There are many nuanced considerations involved in planning, such as whether to consider a waiver of the legal obligation of spousal support in a state that permits it. This kind of consideration can be very important in marriages between older spouses who could incur long-term nursing home care obligations that will significantly impact community or marital property.
As a re-marrying spouse, you should also consider:
- Providing definitions of separate property you want to protect from spousal or third party claims;
- Redoing any existing wills, revocable trusts or other estate planning documents as part of the overall scheme you may have formed in the course of creating a pre- or postnuptial agreement;
- Designating with careful thought the beneficiaries under your life insurance, retirement plans and other contracts that may not be governed by a will; and
- Addressing how to treat property you will receive by gift or inheritance during the marriage.
Marriage and Wills, Trusts, and Inheritance
If you do not or cannot complete a pre- or postnuptial agreement, the rules regarding inheritance and wills are both complicated and vary extremely from state to state. Every state prescribes a share to be inherited by a spouse where there is no will (an “intestate share”). Most states also allow a spouse to “waive” a will where he or she is disinherited and instead take a statutory share of the estate (often quite different than the intestate share). There is very little uniformity between the states on these rules, so if in doubt, consult an attorney. In many states, in lieu of a prenuptial (but not a post-nuptial) agreement, a spouse may place assets in an irrevocable trust prior to marriage to avoid the effect of the will waiver statute.
As you can see, if you are thinking about a marital merger, there is obviously a lot to consider. The attorneys in Burns & Levinson's Private Client Group can provide you with a strategy and a plan that will help you sleep at night.

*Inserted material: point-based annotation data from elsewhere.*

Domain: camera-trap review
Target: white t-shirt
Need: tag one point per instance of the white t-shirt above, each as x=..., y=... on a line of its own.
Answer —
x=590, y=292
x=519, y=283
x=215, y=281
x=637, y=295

Who Needs Estate Planning and When?
For many people, the value of an estate plan will far exceed its cost due to tax savings. Furthermore, estate planning is not just for individuals who have a net worth in excess of state or federal exemptions (currently set at $1 million and $5.25 million respectively, but subject to change). The following people can greatly benefit from estate planning with experienced legal counsel
- Individuals or couples who have dependents or beneficiaries with special needs;
- Adoptive parents who need to make special provisions for inheritance that differ from state law provisions that apply to those without a legally enforceable plan;
- Other non-traditional families, such as those of unmarried couples or domestic partners;
- Married persons who have previous spouses or children from a prior marriage;
- Those who have special charitable goals; and
- Those who have ownership shares in a closely held business that could suffer grave disruption from an inheritance battle or significant death taxes on their estates (such people can benefit from a well-structured agreement providing for life insurance on key owners in amounts adequate to fund the purchase of a decedent’s shares, according to valuations set in advance by agreement).